Here is my Pearl Pied male's tail feathers. I got him when he was 2 years old, so the only way I could tail was by his ghost pearls and his tail feathers.


----------



## Coralys (Aug 21, 2013)

Well im not sure. I took some pictures though to see if anyone can tell


----------



## Coralys (Aug 21, 2013)

She is still a baby so im not sure if the cinnamon shows after she molts or as soon as she hatches. She is recently growing in her feathers since she was missing her flight feathers and all of her tail feathers.


----------



## bjknight93 (Nov 13, 2011)

It would help to get some photos in better lighting.


----------



## Coralys (Aug 21, 2013)

They are sleeping right now. I can take pictures during the day. Ill upload pics on this thread tomorrow


----------



## Vickitiel (Oct 10, 2012)

Photos in natural light would be best.


----------



## Coralys (Aug 21, 2013)

My webcam sucks. But i tried taking the best pictures i could. If he opens his tail feathers they look a little like your picture.

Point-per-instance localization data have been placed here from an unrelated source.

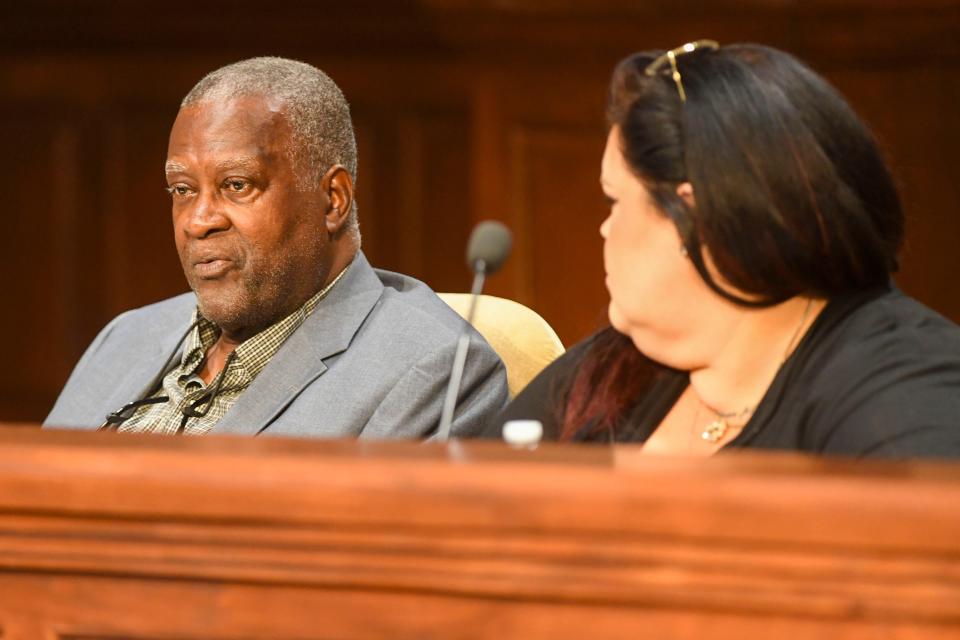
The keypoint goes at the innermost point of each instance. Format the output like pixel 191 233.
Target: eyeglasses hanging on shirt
pixel 196 409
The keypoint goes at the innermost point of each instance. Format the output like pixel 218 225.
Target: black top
pixel 877 374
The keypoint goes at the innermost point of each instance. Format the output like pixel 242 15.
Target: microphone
pixel 487 250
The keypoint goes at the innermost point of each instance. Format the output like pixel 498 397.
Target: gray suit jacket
pixel 372 360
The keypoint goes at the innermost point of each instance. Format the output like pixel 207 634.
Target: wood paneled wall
pixel 464 110
pixel 135 537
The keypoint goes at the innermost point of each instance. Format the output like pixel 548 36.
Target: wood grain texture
pixel 108 535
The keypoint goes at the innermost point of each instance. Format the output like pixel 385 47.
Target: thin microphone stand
pixel 460 359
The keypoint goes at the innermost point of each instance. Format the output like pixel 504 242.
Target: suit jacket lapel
pixel 300 360
pixel 143 374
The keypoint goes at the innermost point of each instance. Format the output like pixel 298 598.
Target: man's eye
pixel 178 190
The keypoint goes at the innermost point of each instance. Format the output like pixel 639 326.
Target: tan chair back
pixel 522 339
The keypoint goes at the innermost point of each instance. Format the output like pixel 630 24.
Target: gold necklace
pixel 718 427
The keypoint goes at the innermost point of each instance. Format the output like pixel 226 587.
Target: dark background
pixel 464 111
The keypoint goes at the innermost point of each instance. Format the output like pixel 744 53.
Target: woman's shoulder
pixel 881 376
pixel 884 329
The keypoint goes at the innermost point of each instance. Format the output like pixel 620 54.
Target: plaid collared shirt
pixel 183 385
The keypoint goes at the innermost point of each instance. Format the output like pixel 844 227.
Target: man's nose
pixel 207 215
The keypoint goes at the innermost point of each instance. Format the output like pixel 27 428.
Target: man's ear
pixel 338 185
pixel 685 191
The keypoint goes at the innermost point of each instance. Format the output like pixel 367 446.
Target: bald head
pixel 321 132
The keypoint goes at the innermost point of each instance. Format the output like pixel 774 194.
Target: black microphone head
pixel 490 243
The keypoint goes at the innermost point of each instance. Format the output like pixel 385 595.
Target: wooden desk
pixel 124 536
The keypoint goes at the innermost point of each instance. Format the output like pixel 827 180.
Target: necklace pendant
pixel 714 431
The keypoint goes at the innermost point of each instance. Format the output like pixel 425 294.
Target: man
pixel 288 331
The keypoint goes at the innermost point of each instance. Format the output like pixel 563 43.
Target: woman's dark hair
pixel 792 196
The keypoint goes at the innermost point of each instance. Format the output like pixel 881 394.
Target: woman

Anyone else can provide pics of their pearl pied male and normal pearl male so i can compare.


----------



## roxy culver (May 27, 2010)

I'm gonna say he's a pearl pied...there appears to be mottling on the bottom of the tail feathers.


----------



## bjknight93 (Nov 13, 2011)

Yup looks like a Pearl Pied tail to me!


----------



## Coralys (Aug 21, 2013)

Thank you so much


----------